Rabu, 30 September 2015

Kematian Nalar, Ketika Menolak Memahami Kehadiran Komunisme


Di linimasa Facebook, banyak sekali teman - teman yang membuat status untuk menyambut peringatan tragedi kemanusiaan Gerakan Satu Oktober (Gestok) yang sekaligus menjadi titik balik perubahan paling penting dalam sejarah modern Indonesia.

Pendapat teman - teman tentang Gestok umumnya ada tiga macam. Pertama ada yang mengatakan komunisme adalah bahaya laten, kedua ada yang  berpendapat jika dalang dari Gestok bukanlah PKI, ketiga ada juga yang menggunakan paham ala Hak Asasi Manusia yang mengedepankan tentang Keadilan Hak setiap manusia dalam menjalankan hajat hidupnya, biasanya orang ketiga ini mengklaim dirinya tidak menjadi bagian dari ideologi apapun.

Ketakutan Yang Mematikan Nalar 
Kita seringkali dididik dengan ditakut - takuti. Sering saya mendengar anak kecil ditakut - takuti tentang hantu ditempat yang gelap. Kebanyakan alasan disebabkan oleh orang tua yang enggan menemani dan menjelaskan kenapa ada sisi yang gelap disaat sisi terang keberadaannya begitu dilebih - lebihkan.

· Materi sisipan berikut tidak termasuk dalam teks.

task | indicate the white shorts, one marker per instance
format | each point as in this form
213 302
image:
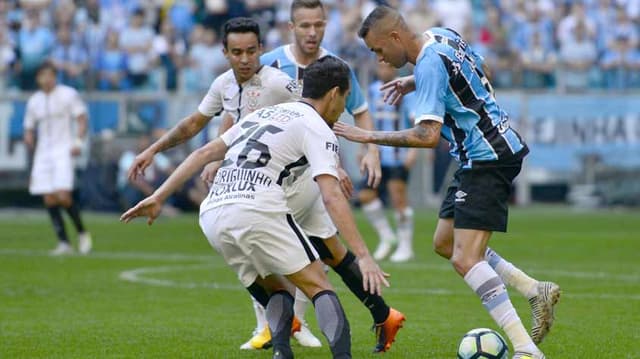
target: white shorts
257 243
51 173
305 202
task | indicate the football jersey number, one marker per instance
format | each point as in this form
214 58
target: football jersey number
252 135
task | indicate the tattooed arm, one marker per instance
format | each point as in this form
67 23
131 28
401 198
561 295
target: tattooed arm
424 134
184 130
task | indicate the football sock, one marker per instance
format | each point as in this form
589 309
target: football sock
58 223
259 298
349 271
333 323
511 275
74 213
280 316
301 304
375 213
493 293
404 224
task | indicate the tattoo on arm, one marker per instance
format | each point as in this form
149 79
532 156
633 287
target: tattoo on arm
425 134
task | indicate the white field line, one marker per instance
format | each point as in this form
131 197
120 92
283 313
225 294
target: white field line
138 275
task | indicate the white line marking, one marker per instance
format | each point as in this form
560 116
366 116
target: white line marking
137 276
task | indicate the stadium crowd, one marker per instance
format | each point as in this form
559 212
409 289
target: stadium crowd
120 45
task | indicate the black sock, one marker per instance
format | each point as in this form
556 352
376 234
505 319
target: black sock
74 213
333 323
58 223
259 293
350 273
279 316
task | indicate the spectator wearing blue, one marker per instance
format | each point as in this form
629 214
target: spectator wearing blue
136 41
538 64
578 56
70 59
35 43
619 64
112 66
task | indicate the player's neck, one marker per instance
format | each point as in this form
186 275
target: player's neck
416 42
302 58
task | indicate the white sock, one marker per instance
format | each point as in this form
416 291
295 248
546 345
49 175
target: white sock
404 223
375 213
491 290
300 305
261 316
511 275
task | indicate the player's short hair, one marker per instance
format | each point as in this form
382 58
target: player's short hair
379 13
323 75
46 65
240 25
304 4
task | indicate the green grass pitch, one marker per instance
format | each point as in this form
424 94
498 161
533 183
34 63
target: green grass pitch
162 292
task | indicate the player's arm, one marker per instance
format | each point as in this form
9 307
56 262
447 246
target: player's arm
425 134
184 130
151 206
209 172
338 208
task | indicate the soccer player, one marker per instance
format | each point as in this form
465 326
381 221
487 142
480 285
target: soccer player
51 112
396 164
455 100
249 185
303 195
307 23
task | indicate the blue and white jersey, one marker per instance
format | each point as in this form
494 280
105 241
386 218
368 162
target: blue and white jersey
390 118
282 58
451 88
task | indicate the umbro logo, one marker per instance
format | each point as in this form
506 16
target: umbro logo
460 196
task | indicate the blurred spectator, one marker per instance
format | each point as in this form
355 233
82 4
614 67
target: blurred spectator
7 57
35 43
170 49
136 40
112 66
206 59
538 64
454 14
620 63
577 16
577 55
70 60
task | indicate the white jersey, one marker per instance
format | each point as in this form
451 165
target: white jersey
53 114
263 148
269 86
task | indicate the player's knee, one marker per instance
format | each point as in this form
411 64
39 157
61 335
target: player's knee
462 264
442 246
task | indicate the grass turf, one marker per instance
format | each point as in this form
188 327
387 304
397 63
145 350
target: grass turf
162 292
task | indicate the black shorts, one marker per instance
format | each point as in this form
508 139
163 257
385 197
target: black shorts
478 198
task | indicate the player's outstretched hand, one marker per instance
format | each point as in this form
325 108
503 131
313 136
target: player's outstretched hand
395 89
345 182
351 133
373 278
209 172
371 164
140 163
149 207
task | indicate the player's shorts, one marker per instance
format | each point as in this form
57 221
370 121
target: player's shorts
257 243
306 205
51 173
478 198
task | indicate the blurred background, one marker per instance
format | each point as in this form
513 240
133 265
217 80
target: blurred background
567 72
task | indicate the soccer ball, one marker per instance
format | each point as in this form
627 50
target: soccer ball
482 343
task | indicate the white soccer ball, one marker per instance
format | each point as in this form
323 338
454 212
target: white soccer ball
483 343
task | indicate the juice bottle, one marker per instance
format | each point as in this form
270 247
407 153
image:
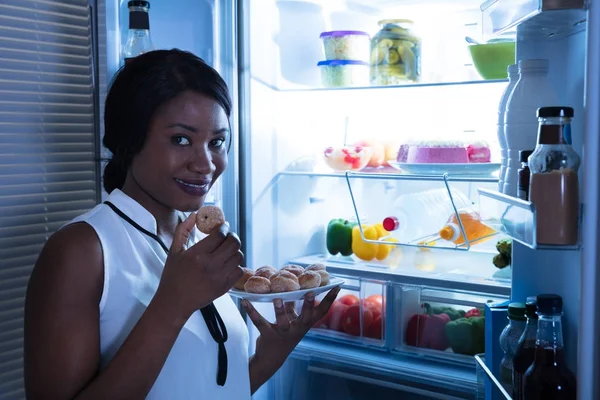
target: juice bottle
475 230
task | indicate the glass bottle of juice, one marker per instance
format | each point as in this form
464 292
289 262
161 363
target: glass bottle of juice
509 338
554 185
525 348
548 377
474 229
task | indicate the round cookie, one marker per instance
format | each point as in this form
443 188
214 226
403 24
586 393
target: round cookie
208 218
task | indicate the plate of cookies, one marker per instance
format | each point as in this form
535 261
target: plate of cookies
289 283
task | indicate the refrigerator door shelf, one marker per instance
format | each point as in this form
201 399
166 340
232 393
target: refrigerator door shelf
513 216
421 205
534 17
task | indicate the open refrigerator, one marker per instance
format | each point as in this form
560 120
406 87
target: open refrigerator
279 196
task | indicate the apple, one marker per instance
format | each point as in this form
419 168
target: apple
378 155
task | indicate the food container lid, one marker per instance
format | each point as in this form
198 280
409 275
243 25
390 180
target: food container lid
343 33
395 21
516 311
335 63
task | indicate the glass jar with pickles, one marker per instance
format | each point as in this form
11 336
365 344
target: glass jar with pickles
395 53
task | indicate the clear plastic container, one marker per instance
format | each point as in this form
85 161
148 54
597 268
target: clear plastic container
417 215
346 45
344 73
395 53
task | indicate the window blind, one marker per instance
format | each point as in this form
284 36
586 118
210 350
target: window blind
47 148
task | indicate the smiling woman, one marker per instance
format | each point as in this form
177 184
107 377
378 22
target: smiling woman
127 308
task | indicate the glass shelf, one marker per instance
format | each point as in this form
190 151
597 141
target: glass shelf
488 386
298 88
545 18
513 216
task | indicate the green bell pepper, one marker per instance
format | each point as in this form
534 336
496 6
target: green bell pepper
451 312
467 335
339 237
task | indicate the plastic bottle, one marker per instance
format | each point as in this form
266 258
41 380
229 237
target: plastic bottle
513 77
509 340
417 215
532 91
471 222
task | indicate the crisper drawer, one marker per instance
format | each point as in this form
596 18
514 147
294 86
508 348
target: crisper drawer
358 314
440 323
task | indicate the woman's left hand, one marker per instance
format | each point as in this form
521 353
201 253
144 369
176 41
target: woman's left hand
276 341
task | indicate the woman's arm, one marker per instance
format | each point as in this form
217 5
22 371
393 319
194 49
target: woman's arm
62 327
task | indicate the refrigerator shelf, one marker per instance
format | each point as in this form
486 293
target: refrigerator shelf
513 216
545 18
488 385
299 88
435 206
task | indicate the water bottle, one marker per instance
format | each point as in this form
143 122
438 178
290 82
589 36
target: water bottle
513 77
532 91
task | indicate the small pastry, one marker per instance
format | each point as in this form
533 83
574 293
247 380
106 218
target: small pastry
257 284
316 267
208 218
266 272
284 281
324 277
294 269
247 274
309 280
285 274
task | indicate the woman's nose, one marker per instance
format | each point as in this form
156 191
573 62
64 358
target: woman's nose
201 161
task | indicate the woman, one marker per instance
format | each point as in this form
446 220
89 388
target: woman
112 308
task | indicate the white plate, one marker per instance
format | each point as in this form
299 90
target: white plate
479 169
286 296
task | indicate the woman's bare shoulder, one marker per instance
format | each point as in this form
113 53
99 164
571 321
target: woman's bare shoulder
72 255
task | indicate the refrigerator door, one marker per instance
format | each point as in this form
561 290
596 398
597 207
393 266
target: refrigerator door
589 325
206 28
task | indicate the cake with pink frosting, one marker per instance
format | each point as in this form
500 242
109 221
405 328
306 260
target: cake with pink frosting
437 152
479 152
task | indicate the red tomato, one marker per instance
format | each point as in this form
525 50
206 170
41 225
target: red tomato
375 330
374 305
335 315
376 298
350 323
349 300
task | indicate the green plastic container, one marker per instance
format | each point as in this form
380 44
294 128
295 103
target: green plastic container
492 59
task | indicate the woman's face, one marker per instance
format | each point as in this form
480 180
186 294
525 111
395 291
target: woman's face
184 153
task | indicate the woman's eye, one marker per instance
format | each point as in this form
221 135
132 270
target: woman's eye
217 143
180 140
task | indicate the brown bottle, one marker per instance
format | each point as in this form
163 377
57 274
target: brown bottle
548 377
525 352
554 186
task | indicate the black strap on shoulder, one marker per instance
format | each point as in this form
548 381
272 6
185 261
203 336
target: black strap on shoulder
211 315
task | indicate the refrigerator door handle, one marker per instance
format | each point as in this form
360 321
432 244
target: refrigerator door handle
380 383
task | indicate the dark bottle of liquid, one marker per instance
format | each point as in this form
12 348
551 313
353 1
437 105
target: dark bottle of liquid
525 352
548 377
138 36
523 174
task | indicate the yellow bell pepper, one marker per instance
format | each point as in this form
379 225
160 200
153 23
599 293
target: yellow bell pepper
368 251
361 249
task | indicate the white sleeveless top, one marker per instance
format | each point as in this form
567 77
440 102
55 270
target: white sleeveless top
133 263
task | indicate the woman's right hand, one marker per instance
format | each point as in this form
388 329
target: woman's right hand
192 278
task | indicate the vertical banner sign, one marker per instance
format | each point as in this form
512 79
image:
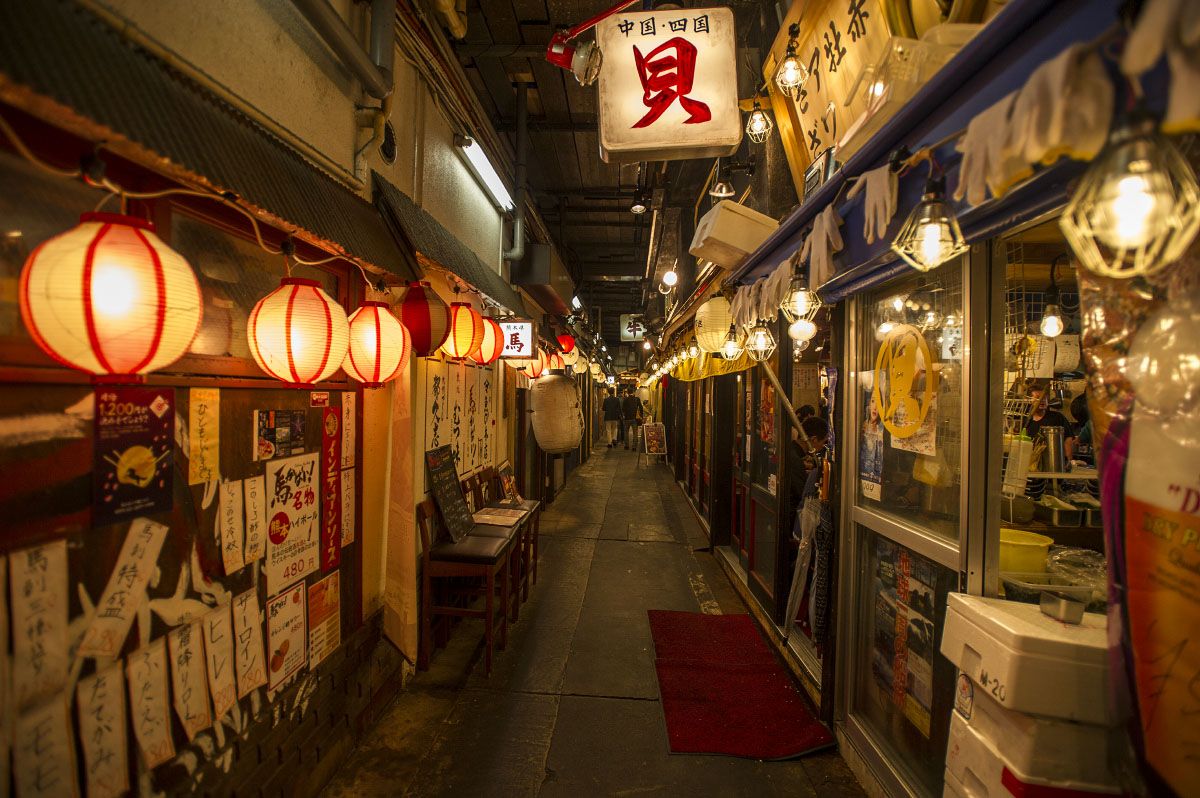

Tentunya, hal ini mematikan nalar. Kita akhirnya tumbuh menjadi manusia yang tidak pernah bertanya, "Benarkah hantu ada ditempat gelap?". Atau tidak pernah berlogika, "Apakah hantu lebih kuasa dibanding Tuhan yang kita dicekoki untuk percaya?"

Komunisme telah menjadi hantu itu. Kita bahkan lebih takut dengan hantu komunisme dibanding dengan kebijaksanaan nilai Ketuhanan yang bersemayam didalam waktu. Bersemayam didalam Sejarah.

Mempelajari Indonesia, Harus Mempelajari Komunisme
Mengapa demikian? Saya bukanlah seorang Komunis. Namun komunisme tidak bisa dilepaskan dari pemahaman jati diri Bangsa Indonesia. Komunisme mau tidak mau tercatat sebagai salah satu dari bagian penting proses kelahiran Indonesia.

Sukarno pernah mengajukan gagasan tentang NASAKOM yang didalamnya terdapat garis pemikiran Marxisme (Komunisme -pen). Sukarno menganggap penting posisi Komunisme karena diantara Nasionalis, dan Agama (Islam -pen), Komunisme dianggap sebagai musuh utama dari penindasan dan penjajahan (Kolonialisme dan Imperialisme).

Hal tersebut wajar, karena jati diri yang digali oleh para pendiri Bangsa Indonesia memiliki karakter yang anti akan penindasan dan penjajahan. Seperti kutipan dalam pembukaan Undang - Undang Dasar 1945 yang tertulis pada Alinea I:

Dengan kata lain, menjauhkan Bangsa Indonesia dari memahami Komunisme secara otomatis akan menghilangkan sebagian jati diri bangsa. Namun jangan salah, belajar Komunisme tidak harus kita menjadi Komunis. Ini logika yang harus diluruskan pada anak - anak Bangsa Indonesia. Supaya kita menjadi Bangsa yang tersesat.